Site icon The Musings Of An Opinionated Sod [Help Me Grow!]

So This Is How Ronnie Corbett Feels …

The baby industry – like everywhere in the World – is very competitive in China.

Despite a one child policy, you can’t walk down an alleyway without bumping into some pregnant woman.

Because of this, shops are desperate to get their unfair slice of the baby action … so while many take out ads or do a direct marketing campaign to new mother groups, there’s a shop near our office who did something much more interesting.

No, they’ve not hired me to stand outside of their shop [let’s be honest, if anything that would have the opposite effect] they’ve put a set of giant furniture outside of their store.
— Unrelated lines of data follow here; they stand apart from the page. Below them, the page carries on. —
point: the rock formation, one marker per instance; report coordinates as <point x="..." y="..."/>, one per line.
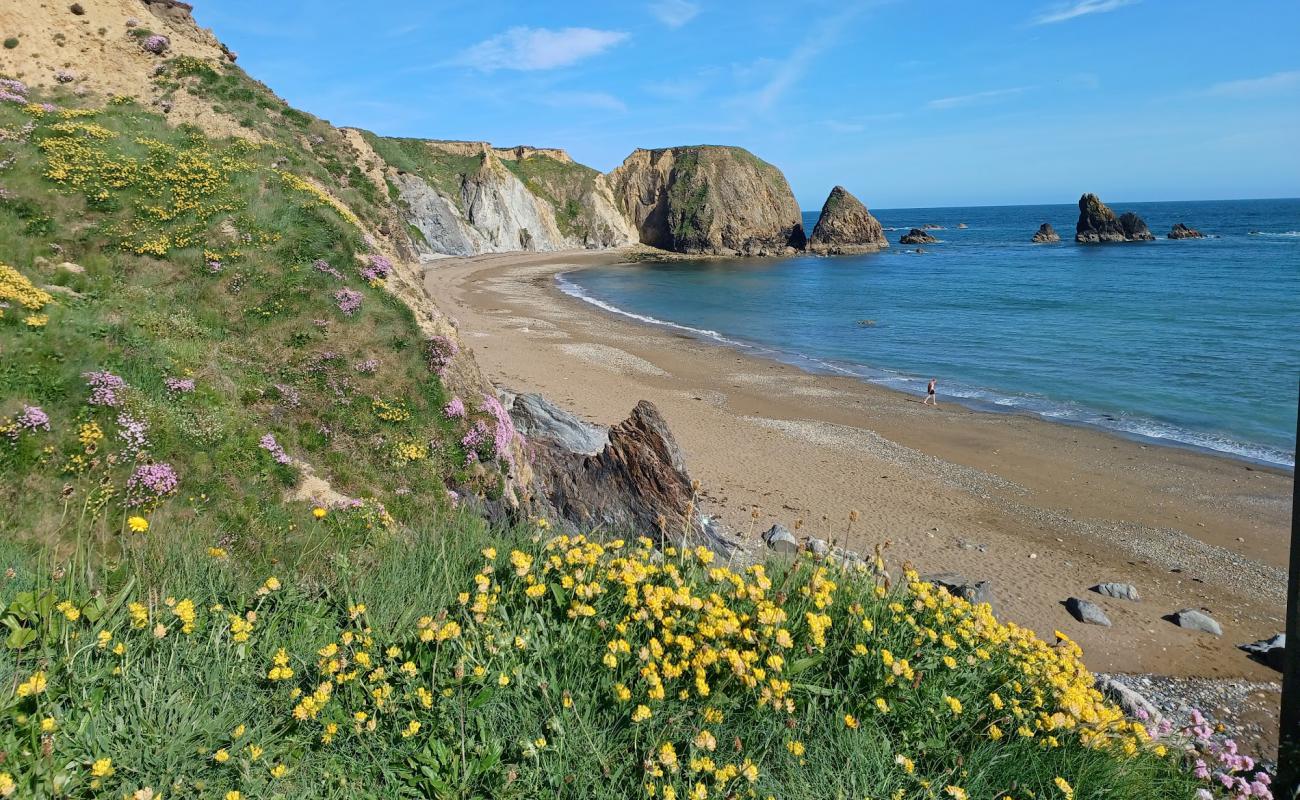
<point x="845" y="226"/>
<point x="1182" y="232"/>
<point x="1099" y="224"/>
<point x="706" y="199"/>
<point x="636" y="483"/>
<point x="1045" y="234"/>
<point x="917" y="237"/>
<point x="467" y="198"/>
What this has done is not only get people to notice the store, but talk about it.

Not just Mum’s and Dad’s … but people who have no kids, aren’t old enough to have kids or are to old to have any more kids.

With a few bits of wood, they have found a way to capture attention, convey the magic of the store and cleverly represent what they do and who they do it for.
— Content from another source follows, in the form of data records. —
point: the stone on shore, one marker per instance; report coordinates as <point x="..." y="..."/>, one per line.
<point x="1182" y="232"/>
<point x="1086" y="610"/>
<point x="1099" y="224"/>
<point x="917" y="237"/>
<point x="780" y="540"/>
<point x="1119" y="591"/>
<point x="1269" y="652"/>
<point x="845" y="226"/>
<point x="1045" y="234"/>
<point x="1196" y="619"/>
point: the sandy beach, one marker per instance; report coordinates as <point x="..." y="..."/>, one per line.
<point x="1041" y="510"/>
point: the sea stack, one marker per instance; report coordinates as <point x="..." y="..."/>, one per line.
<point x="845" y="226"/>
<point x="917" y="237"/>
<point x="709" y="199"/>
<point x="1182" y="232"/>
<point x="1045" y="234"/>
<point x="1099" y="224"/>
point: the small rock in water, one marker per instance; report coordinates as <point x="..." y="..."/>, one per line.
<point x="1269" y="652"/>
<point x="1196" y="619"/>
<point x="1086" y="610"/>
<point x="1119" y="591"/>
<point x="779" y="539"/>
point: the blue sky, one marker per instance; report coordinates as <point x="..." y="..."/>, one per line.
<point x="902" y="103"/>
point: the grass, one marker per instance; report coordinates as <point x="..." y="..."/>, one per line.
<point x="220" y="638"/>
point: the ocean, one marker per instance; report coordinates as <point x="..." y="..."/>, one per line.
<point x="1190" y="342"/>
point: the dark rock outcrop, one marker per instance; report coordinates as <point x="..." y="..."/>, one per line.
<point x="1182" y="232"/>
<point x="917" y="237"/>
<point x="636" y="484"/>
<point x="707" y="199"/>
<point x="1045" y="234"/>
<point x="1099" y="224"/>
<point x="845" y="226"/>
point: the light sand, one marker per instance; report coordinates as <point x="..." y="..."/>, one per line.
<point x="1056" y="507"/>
Now imagine if an agency had been given that brief.

Would they have come up with it?

Do you think?

While I’d like to think/hope a couple would [us included] but my gut tells me that most of them wouldn’t.

They’d come up with a film … an app … a poster … a youtube video …
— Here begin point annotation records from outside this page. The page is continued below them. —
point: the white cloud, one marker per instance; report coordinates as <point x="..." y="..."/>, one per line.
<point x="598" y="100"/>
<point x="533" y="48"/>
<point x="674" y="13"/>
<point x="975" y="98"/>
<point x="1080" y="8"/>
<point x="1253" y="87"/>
Sure it would look good … sure it would probably be bursting with energy and colour … but I’d bet it wouldn’t be nearly as powerful or effective as building an oversized table and chairs and placing it in front of their store.

And here’s the thing, adland could do that …

Adland should do that …

While there are many reasons this sort of solution is the exception, rather than the rule – I feel media agencies have a big part to play in it all.

Of course it’s not purely their fault – as I said, creative agencies and their ego is very much to blame too – however because clients tend to judge their effectiveness by the level of media exposure they’ve achieved [R&F] – rather than by specific business goals – media agencies are basically being encouraged to push for creative work that can be placed in measurable media channels because it help ensure they get their fees.

What this means is that if an agency did come up with the idea of building a giant table and chair to promote a baby shop, they’d be told it would be better if they turned the concept ‘into an ad’ because that way they could achieve better R&F scores.

While I appreciate media and creative agency separation has driven massive profits for holding companies, I don’t know whether clients have benefited nearly as much.

My view is that unless adland gets back to remembering what it’s here for – which, contrary to belief, is not about awareness or achieving sales without longer term benefit – then we will continue to dig our own grave, and that would be a tragedy because I truly believe adland is one of the most powerful and valuable assets for business … though to realise that, it requires everyone to be focused on the same goal, not what will drive their personal profit centre.